There, beneath the light of a full moon, they came across the silent hulk of the bulldozer and saw the red gash of its treads through the woods. The crushed rat cages were terrifying to behold. What a good thing the rats hadn't still been inside. No one would wish such an end on even a rat!

It was the kittens who were the most astounding, though. They looked just as they always had, as tiny and inseparable, as playful and unknowing. Wherever they had been these past weeks, it had left no mark on them. In high spirits, they raced around Shredder, overjoyed at their reunion and wanting to make up for lost time.

On his side, Shredder brimmed over with happiness, his old cat face shining bright as the moon itself in the night shadows under the trees. Every cat there felt lifted by the sight. A mood of celebration filled the air, as if some important victory had been won, which in a way it had. For once again the kits had survived. They'd done the impossible, beaten the odds. A wary excitement spread through the crowd of cats, a sense that rules had been broken and patterns long in force disturbed.
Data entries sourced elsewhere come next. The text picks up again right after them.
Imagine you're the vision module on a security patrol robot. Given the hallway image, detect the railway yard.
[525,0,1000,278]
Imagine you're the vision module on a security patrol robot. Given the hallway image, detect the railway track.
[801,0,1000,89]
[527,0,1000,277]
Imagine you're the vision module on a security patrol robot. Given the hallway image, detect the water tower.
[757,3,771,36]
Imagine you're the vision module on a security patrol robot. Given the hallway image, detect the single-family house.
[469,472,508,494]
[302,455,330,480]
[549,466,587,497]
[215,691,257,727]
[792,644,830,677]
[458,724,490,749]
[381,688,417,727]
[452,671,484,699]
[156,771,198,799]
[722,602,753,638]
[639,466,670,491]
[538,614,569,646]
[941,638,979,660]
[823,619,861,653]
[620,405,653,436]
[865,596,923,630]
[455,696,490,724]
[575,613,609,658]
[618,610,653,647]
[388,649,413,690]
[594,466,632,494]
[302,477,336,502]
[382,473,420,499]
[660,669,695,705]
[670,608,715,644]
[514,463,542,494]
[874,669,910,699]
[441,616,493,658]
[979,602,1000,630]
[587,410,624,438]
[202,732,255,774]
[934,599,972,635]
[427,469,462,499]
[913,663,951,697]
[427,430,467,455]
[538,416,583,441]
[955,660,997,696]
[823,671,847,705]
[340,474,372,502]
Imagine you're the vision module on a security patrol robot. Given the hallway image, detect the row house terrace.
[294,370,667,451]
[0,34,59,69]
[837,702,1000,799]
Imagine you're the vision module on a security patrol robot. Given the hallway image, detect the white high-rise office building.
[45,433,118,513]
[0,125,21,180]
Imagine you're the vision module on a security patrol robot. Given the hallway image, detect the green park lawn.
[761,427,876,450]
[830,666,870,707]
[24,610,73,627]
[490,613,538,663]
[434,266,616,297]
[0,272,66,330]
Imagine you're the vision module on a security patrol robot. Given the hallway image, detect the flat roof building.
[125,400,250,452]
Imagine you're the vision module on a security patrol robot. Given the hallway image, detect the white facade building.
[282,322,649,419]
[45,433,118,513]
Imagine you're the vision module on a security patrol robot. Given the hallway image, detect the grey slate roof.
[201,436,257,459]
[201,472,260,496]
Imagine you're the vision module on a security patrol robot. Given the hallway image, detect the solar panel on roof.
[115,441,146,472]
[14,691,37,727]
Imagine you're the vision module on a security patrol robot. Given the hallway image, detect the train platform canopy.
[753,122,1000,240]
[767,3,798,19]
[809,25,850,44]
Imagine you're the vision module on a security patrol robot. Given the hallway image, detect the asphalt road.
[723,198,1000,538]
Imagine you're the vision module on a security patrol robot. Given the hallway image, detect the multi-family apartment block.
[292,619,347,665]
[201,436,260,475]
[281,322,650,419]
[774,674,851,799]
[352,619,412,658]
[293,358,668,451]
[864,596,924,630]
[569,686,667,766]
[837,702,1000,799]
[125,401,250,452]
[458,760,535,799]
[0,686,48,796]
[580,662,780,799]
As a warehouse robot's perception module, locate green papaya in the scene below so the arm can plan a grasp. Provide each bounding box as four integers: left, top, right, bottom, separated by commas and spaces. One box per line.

What did it mean? No cat could answer that. A few gazed skyward as Khalia Koo had done, in case some ghostly paw should be there stirring the heavens into new configurations. None was, at least none that a scruffy, beaten-down highway cat could at that moment detect.

Certainly nothing had changed out on Interstate 95, where the evening rush hour was under way as usual. Streams of vehicles sped past churning up an unbreathable mix of sand and dirt. Tractor-trailers roared by like tornados, crushing whatever was in their paths. Motors whined, gears ground, fumes rose.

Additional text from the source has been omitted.